I think you will find that there are very few; I could explain why but basically free trade deals. However that is not what is at issue here.
So why did the EU Supreme Court make a ruling that "bots are OK"? Your post suggests that you think they are stupid. (They are not of course.)
First bots - short for robot - in this case means software set up to do repetitive tasks. As opposed to a "hack".
Real world example time. This is what was happening prior to the ruling. I could name software and companies but this was the norm.
Businesses would "buy" software from a company - Payroll software say. Usually paying upfront and/or a lease for a number of "users"; the software provider would patch it periodically. And bring out new upgraded versions that the company would then have to buy. Same deal with WoW.
The payroll software would work out how much to pay people, sort out what tax should be withheld, medical deductions etc. And to make the software work the company would provide it with employee names, an id number maybe, salary and so forth. The software would do all the mundane bot calculations for maybe thousands or hundreds of thousands of folk. OK?
Now the company also decides to get some software to help with e.g. its HR/Personal stuff. Same deal. Pay for some HR software for so many users. The company would enter employee name, social security number, assessment grades, emergency contact details, job grade, join date - all the other good HR stuff. Still OK?
Now notice that some of the information is needed by both sets of software; it is the same - a data overlap. Name say. And maybe an employees paycheck depended on their job grade - stored in the HR software.
The company could employ lots of data entry clerks in HR to enter the information into the HR software and employ lots of other people in Finance to enter information into the payroll software. OR they could get the HR software to "talk" to the Payroll software and vice versa; and only enter any data needed once.
You agree that getting the software to talk to each other is the way to go?
Now imagine that something went wrong. The payroll software - say - messed up. So you contact the company and say we need a fix. Maybe they fix it but what could also happen was "oh no, our ToSs and EULAs don't allow you to use HR software to load our payroll software; you should have enetered it by hand. And by the way we also have a range of HR software that we could sell you. WTF the company says your software costs us a bucket load of cash get it fixed. Stand off.

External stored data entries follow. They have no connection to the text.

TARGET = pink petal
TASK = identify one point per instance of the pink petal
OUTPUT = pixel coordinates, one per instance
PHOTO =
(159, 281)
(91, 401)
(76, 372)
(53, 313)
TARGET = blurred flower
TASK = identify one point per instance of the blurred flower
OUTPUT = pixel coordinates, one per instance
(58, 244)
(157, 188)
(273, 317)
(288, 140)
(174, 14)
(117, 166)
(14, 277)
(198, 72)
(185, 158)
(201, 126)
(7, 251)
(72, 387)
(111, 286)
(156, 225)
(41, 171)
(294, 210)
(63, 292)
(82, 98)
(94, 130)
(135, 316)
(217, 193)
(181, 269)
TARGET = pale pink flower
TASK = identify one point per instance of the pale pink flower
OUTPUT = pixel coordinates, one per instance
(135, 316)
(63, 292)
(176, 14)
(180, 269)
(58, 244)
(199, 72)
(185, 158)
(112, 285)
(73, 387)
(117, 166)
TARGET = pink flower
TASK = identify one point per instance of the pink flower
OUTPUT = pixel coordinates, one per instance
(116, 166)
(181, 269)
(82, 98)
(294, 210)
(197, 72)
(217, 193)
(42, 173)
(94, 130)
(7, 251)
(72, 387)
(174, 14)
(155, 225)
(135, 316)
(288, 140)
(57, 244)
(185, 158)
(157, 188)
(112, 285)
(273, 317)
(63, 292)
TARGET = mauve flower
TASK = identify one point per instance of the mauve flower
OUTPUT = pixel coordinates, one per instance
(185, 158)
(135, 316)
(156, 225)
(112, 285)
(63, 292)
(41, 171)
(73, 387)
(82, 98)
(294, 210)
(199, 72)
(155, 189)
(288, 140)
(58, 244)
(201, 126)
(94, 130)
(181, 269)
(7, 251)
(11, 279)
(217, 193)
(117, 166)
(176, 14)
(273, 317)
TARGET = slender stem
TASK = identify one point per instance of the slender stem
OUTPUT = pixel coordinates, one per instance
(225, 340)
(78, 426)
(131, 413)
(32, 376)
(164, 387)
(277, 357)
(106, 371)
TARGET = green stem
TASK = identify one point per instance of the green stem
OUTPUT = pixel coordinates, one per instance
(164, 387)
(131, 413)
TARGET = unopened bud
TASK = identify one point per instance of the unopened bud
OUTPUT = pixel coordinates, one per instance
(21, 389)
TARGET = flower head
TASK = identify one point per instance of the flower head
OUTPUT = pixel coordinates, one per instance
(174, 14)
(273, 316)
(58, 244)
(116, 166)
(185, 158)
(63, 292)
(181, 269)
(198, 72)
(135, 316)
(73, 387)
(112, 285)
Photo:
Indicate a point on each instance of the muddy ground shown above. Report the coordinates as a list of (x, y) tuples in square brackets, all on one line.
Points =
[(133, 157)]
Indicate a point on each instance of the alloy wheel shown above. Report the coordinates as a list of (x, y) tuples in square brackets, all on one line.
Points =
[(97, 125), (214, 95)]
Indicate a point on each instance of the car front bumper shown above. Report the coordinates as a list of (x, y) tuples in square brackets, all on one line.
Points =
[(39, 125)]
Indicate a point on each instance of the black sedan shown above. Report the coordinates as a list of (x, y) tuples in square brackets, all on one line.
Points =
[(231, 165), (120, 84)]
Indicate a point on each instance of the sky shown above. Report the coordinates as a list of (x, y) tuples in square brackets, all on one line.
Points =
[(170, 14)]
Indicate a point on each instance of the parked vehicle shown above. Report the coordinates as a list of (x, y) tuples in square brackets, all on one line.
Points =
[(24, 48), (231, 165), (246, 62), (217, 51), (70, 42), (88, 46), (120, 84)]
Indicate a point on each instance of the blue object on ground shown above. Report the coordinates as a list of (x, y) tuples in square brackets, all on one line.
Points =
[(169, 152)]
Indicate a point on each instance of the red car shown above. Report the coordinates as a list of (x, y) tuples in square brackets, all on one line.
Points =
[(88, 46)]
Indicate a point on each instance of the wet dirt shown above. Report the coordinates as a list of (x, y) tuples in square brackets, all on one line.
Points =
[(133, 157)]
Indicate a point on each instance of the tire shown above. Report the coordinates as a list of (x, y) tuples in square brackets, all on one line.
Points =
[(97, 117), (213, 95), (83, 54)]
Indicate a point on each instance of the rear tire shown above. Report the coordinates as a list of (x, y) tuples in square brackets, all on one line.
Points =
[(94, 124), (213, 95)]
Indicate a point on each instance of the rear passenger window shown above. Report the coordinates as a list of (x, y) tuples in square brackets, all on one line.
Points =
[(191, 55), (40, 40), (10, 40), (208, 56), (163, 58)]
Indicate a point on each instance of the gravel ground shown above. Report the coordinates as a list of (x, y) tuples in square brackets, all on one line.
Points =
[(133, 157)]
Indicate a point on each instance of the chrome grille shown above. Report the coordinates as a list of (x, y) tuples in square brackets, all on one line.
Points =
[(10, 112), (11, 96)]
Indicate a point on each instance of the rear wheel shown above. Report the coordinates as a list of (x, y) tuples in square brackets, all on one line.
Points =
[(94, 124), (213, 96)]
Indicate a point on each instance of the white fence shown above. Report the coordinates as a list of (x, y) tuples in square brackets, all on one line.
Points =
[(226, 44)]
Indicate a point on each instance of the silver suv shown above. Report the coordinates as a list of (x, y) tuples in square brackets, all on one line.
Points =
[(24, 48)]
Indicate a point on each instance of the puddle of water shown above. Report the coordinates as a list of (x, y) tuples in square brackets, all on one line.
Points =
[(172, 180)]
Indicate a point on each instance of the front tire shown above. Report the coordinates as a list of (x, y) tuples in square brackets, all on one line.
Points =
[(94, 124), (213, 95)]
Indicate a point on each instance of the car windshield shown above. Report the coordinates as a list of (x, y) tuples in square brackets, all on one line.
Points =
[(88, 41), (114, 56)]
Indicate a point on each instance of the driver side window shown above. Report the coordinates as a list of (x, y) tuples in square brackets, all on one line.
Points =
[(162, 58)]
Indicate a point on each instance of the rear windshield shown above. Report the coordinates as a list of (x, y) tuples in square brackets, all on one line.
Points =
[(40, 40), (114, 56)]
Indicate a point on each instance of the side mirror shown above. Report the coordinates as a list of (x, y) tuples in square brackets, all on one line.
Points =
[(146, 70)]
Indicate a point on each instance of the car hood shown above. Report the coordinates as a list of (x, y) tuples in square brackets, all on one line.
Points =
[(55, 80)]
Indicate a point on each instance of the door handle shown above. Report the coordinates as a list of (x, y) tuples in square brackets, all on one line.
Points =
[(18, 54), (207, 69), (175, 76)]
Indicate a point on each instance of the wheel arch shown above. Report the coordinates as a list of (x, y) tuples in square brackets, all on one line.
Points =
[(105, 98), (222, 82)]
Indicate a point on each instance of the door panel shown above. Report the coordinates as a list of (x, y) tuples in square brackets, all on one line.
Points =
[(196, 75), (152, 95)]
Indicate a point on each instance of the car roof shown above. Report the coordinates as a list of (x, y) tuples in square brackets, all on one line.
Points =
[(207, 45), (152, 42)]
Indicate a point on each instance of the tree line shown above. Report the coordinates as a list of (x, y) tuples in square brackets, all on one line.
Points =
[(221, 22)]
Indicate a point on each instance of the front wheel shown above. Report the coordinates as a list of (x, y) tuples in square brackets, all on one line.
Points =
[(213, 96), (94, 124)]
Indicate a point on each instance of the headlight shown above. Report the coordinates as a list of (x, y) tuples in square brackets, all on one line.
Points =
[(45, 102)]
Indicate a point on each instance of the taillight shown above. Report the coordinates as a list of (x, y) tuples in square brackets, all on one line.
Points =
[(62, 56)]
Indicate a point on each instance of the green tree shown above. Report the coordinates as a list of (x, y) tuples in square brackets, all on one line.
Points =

And companies use stock control software, ordering software, inventory management, program control software ..... so much software all used on top of sophisticated database software. Huge list, lots and lots of money. And lots of WTF moments. And lots of EULAs and ToSs giving the software companies get out of jail free cards.
And the EU Supreme Court ruled. That software is a product: it should do the job claimed. And the EULAs and ToSs cannot override the law.
And what this means is that having software talk to each other - share information - is legal. Think Lego blocks; a connected world. And a consequence: it is legal for a bot program to interact with WoW doing stuff that you could do yourself if you disengaged your brain.
Now if it was a "hack/virus" that "interfered" /"rewrote" - different ball game.
So a "blanket" ruling isn't going to happen. US courts are not going to ban "software"; nor are they going to give software creators carte blanche to advertise their product and when it doesn't work say : oh our updated ToCs say it only works if operated by someone with two left feet.
So you are down to passing a law that would have to ban named software: lists of "bad" stuff. Lists that would need to be updated every day. And not just for AB either - why would they be special ..... nightmare.